During the interview…
Pat Kenny: “What kind of outcomes? If a baby is diagnosed with these conditions in the womb, is termination often the outcome?”
Martin McCaffrey: “Correct, so what has been seen is that if you have a pre-natal diagnosis, before birth diagnosis, and if you have a post-natal diagnosis, the children who are diagnosed pre-natally are often given a message from providers, for a variety of reasons I believe, that is fairly hopeless and fairly dismal and many of those pregnancies will end in termination. Some will not, but many will. After birth, if a baby is undiagnosed but not diagnosed until after the delivery what will happen is that five or six or seven days of age a baby is diagnosed. A baby has already had resuscitation procedures, support procedures initiated. So that diagnosis may be given, it is still a challenging diagnosis for families. But families have seen that their child is actually alive and living and actually that is the case with most of these children when they’re born. They do not die at birth and they will survive, we know now, for fairly significant periods.”
Later
McCaffrey: “I think, typically now, for a variety of reasons, Pat, I was trained and until 2009, I will mark that as my epiphany, I was trained that these children didn’t survive and they all died. In 2009, I went to a meeting where I met a number of parents of these children, I didn’t realise any of them survived. And it was news to me and I started looking at the literature and the literature is clear over the years that maybe as many as 20 or 30% of these children, or 40%, survive to a year.
That 20/30% can survive to five years. And I was absolutely puzzled by this. That this was not how I was trained. I think for a variety of reasons we, as medical providers across the board have been a little bit reluctant to accept that these children can live.

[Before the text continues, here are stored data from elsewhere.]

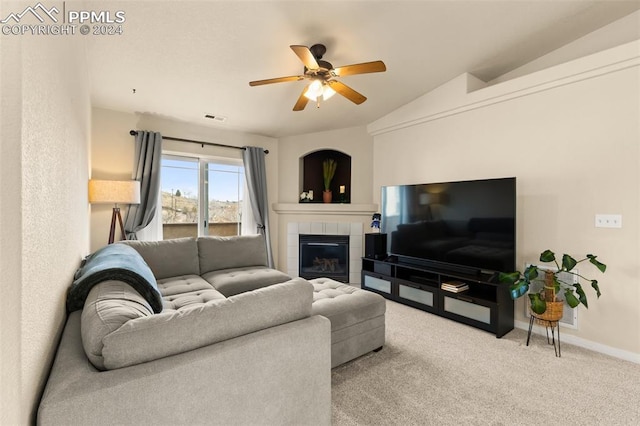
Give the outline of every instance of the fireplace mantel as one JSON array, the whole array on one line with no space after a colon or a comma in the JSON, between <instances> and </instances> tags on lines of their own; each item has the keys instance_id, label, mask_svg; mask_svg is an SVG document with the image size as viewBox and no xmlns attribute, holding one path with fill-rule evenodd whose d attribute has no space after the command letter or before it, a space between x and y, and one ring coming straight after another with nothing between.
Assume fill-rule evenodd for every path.
<instances>
[{"instance_id":1,"label":"fireplace mantel","mask_svg":"<svg viewBox=\"0 0 640 426\"><path fill-rule=\"evenodd\" d=\"M273 210L279 214L322 215L372 215L378 211L377 204L339 203L274 203Z\"/></svg>"}]
</instances>

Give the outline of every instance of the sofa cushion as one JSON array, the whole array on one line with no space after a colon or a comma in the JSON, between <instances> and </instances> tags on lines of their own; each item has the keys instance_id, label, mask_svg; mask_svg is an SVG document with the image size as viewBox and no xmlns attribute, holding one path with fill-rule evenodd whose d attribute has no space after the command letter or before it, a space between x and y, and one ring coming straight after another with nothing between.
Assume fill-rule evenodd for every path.
<instances>
[{"instance_id":1,"label":"sofa cushion","mask_svg":"<svg viewBox=\"0 0 640 426\"><path fill-rule=\"evenodd\" d=\"M198 244L195 238L163 241L121 241L140 253L156 280L178 275L200 275Z\"/></svg>"},{"instance_id":2,"label":"sofa cushion","mask_svg":"<svg viewBox=\"0 0 640 426\"><path fill-rule=\"evenodd\" d=\"M331 320L331 332L383 316L385 299L379 294L342 284L329 278L316 278L313 284L313 315Z\"/></svg>"},{"instance_id":3,"label":"sofa cushion","mask_svg":"<svg viewBox=\"0 0 640 426\"><path fill-rule=\"evenodd\" d=\"M211 284L197 275L182 275L158 281L164 302L163 312L177 311L211 300L225 299Z\"/></svg>"},{"instance_id":4,"label":"sofa cushion","mask_svg":"<svg viewBox=\"0 0 640 426\"><path fill-rule=\"evenodd\" d=\"M208 303L212 300L226 299L219 291L210 288L209 290L198 290L189 293L176 294L164 298L164 309L162 312L179 311Z\"/></svg>"},{"instance_id":5,"label":"sofa cushion","mask_svg":"<svg viewBox=\"0 0 640 426\"><path fill-rule=\"evenodd\" d=\"M283 283L291 279L284 272L267 268L266 266L248 266L211 271L203 274L202 278L227 297Z\"/></svg>"},{"instance_id":6,"label":"sofa cushion","mask_svg":"<svg viewBox=\"0 0 640 426\"><path fill-rule=\"evenodd\" d=\"M122 281L103 281L94 286L82 310L82 346L96 368L104 369L102 339L122 324L149 317L153 310L144 297Z\"/></svg>"},{"instance_id":7,"label":"sofa cushion","mask_svg":"<svg viewBox=\"0 0 640 426\"><path fill-rule=\"evenodd\" d=\"M178 275L163 278L158 280L157 283L163 299L181 293L213 289L213 286L199 275Z\"/></svg>"},{"instance_id":8,"label":"sofa cushion","mask_svg":"<svg viewBox=\"0 0 640 426\"><path fill-rule=\"evenodd\" d=\"M267 246L262 235L200 237L198 257L200 275L220 269L267 266Z\"/></svg>"},{"instance_id":9,"label":"sofa cushion","mask_svg":"<svg viewBox=\"0 0 640 426\"><path fill-rule=\"evenodd\" d=\"M310 316L313 286L286 283L127 321L105 336L107 369L186 352ZM215 366L212 366L215 368Z\"/></svg>"}]
</instances>

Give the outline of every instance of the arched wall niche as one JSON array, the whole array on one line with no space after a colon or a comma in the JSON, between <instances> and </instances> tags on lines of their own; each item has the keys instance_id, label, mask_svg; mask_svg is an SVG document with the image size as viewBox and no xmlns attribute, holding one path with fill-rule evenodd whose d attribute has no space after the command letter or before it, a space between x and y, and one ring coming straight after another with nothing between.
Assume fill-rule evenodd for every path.
<instances>
[{"instance_id":1,"label":"arched wall niche","mask_svg":"<svg viewBox=\"0 0 640 426\"><path fill-rule=\"evenodd\" d=\"M333 192L332 203L350 203L351 200L351 156L333 149L321 149L310 152L300 158L300 193L313 191L312 203L322 203L324 180L322 162L334 159L338 166L331 180L330 189ZM344 193L341 193L344 187ZM301 200L302 202L302 200Z\"/></svg>"}]
</instances>

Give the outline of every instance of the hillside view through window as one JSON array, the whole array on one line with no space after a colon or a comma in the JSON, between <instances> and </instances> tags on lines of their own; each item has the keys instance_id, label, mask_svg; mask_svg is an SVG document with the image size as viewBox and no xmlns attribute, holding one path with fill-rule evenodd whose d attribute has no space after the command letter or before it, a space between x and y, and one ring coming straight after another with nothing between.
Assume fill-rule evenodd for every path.
<instances>
[{"instance_id":1,"label":"hillside view through window","mask_svg":"<svg viewBox=\"0 0 640 426\"><path fill-rule=\"evenodd\" d=\"M243 183L242 165L163 156L163 238L239 235Z\"/></svg>"}]
</instances>

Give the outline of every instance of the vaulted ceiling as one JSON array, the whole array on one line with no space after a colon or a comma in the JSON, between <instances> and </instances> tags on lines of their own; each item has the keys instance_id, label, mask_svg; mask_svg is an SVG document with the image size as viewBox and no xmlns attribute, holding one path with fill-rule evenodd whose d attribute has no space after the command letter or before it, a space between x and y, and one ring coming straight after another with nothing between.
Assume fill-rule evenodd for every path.
<instances>
[{"instance_id":1,"label":"vaulted ceiling","mask_svg":"<svg viewBox=\"0 0 640 426\"><path fill-rule=\"evenodd\" d=\"M368 124L464 72L490 81L640 8L633 1L130 1L122 35L87 38L92 103L272 137ZM637 37L637 35L636 35ZM623 40L624 41L624 40ZM612 43L619 40L612 40ZM336 95L292 110L305 81L289 48L334 66L382 60ZM607 46L602 46L607 47ZM224 122L205 118L225 117Z\"/></svg>"}]
</instances>

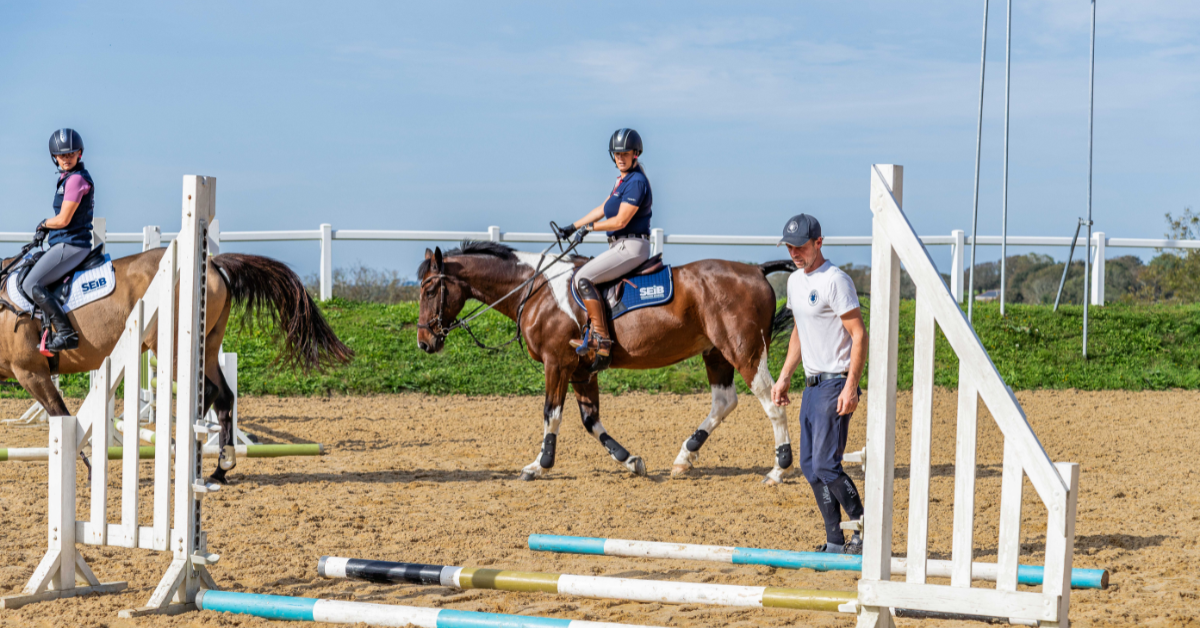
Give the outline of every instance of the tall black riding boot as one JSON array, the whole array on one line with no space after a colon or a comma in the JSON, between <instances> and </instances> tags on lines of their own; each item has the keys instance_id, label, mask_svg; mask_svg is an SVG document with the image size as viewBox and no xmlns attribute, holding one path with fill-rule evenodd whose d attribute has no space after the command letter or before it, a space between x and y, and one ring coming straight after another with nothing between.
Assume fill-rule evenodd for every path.
<instances>
[{"instance_id":1,"label":"tall black riding boot","mask_svg":"<svg viewBox=\"0 0 1200 628\"><path fill-rule=\"evenodd\" d=\"M33 290L29 291L29 297L54 324L54 335L42 336L42 346L38 347L42 355L50 357L59 351L78 348L79 334L75 332L75 327L71 325L71 319L67 318L67 313L63 311L58 300L50 296L46 288L40 285L34 286Z\"/></svg>"},{"instance_id":2,"label":"tall black riding boot","mask_svg":"<svg viewBox=\"0 0 1200 628\"><path fill-rule=\"evenodd\" d=\"M583 308L587 310L588 321L592 326L592 336L596 340L596 359L592 362L592 372L603 371L612 362L612 339L608 335L608 317L604 314L604 302L596 286L587 279L576 280L579 288L579 298L583 300ZM582 346L582 342L571 341L572 345Z\"/></svg>"}]
</instances>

Not because they can’t live physiologically but because they have severe developmental handicaps and I think it’s really more of an issue of us not being willing to embrace the vulnerability and the opportunity, the virtue of dependence, that really exists with these children. We all, Pat, are going to leave this life at some point. We are all lethal, we are all temporarily abled and, at some point, we are all going to leave, and I think these children, if we would open up our eyes as providers, we would be able to find the love to support them, it would build a community that would flourish.”
Further to this…
Máire writes:
“Yesterday Newstalk’s Pat Kenny interviewed an American doctor [Dr Martin McCaffrey] on the subject of chronosomal disorders, particularly 13 and 18. To listen to him, you would think that trisomies were nothing to be worrying about, instead of extreme life-limiting conditions.”

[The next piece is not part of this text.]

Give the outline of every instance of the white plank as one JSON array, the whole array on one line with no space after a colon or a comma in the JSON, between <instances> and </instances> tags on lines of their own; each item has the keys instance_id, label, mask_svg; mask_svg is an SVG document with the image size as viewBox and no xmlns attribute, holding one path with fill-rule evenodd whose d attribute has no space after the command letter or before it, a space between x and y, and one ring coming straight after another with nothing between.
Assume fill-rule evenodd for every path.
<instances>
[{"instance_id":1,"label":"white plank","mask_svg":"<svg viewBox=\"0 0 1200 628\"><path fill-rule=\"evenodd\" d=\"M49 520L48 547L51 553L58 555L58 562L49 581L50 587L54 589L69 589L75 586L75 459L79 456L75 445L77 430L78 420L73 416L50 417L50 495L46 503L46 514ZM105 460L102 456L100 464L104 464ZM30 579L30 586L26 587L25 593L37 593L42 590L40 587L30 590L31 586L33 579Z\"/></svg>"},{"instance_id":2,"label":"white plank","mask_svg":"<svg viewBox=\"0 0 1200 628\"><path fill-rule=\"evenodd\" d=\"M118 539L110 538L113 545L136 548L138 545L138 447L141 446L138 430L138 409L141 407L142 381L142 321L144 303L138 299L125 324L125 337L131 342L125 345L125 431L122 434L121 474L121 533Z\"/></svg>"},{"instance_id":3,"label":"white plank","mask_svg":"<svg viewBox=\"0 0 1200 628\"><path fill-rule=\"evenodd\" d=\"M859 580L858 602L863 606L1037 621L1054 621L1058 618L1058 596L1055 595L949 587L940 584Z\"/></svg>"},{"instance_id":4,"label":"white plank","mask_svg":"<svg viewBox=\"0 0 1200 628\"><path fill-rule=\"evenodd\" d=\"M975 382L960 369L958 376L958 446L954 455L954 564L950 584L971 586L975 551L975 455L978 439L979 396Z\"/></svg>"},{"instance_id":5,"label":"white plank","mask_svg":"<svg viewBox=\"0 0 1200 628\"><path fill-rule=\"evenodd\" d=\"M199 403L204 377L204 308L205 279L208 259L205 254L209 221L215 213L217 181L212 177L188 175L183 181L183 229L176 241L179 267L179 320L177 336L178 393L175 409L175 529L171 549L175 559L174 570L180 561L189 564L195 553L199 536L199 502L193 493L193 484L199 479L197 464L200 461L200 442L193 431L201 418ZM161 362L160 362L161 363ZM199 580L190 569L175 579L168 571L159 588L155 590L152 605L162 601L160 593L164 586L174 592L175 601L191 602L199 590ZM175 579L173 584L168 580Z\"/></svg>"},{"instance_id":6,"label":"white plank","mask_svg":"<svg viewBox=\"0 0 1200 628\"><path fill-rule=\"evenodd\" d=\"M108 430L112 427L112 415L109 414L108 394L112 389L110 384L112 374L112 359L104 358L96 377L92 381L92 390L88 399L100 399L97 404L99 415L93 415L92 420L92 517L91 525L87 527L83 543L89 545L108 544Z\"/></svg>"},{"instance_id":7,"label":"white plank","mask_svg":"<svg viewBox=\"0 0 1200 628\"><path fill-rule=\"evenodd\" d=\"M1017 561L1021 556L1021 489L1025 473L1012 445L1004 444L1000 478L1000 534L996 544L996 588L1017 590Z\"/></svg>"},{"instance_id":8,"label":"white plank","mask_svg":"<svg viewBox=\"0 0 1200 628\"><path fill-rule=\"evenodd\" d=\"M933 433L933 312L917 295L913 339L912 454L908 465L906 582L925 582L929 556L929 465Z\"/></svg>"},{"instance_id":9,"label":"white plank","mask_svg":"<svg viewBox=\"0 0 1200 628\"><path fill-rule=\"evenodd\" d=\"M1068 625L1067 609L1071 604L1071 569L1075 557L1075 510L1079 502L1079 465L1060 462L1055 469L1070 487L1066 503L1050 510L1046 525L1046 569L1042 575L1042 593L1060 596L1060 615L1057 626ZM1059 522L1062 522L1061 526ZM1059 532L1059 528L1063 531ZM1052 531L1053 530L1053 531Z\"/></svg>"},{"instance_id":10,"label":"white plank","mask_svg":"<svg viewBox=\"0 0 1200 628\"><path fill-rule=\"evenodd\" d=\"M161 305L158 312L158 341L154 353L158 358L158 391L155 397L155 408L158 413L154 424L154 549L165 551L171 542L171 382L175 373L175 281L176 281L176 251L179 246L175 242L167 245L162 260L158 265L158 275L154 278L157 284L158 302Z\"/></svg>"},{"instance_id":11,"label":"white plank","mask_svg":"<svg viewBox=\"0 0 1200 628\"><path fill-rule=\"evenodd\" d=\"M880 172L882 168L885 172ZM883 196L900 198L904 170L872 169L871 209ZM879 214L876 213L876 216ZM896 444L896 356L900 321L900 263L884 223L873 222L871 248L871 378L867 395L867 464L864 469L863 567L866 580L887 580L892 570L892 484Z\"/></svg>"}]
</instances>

“It turns out this doctor is a pro-life lobbyist with a Catholic group called Be Not Afraid. This affiliation was not made clear in the broadcast. The doctor was merely introduced as neonatologist, Martin McCaffrey – no mention of his pro-life affiliation whatsoever. The doctor was presented as a neutral authority on the matter.”
“This broadcast was brought to my attention by someone listening to the show who lost her 9-week-old baby daughter to Trisomy 18 and was extremely upset by this.”
Listen back to the interview in full here
Update:
‘Thank you for getting in touch with Newstalk. We greatly value you as a listener to The Pat Kenny show.
I would like to assure you that we have given your complaint much consideration.
We feature items involving the pro – life and pro – choice positions regularly. We do not necessarily feature both sides on the same day.Dr McCafferty made it clear that he was taking part in the programme in his capacity as a neonatologist, and Clinical Professor in Neonatal-Perinatal Medicine at University of North Carolina Chapel Hill and as a board member of the International Trisomy Alliance.
In the course of the interview Pat did suggest that Dr McCaffery’s position was merely delaying the inevitable and went so far as to say that his position was “ putting parents through ten years of heart break and suffering”
Pat also challenged Dr McCaffery on weather his personal opinion is informing his medical opinion.Pat read many texts throughout the programme putting the pro – choice position to the audience.
Again we greatly appreciate you getting in touch with the programme and we hope that you continue to listen to Newstalk.’
Email from The Pat Kenny Show to a Newstalk listening ‘sheet reader this afternoon.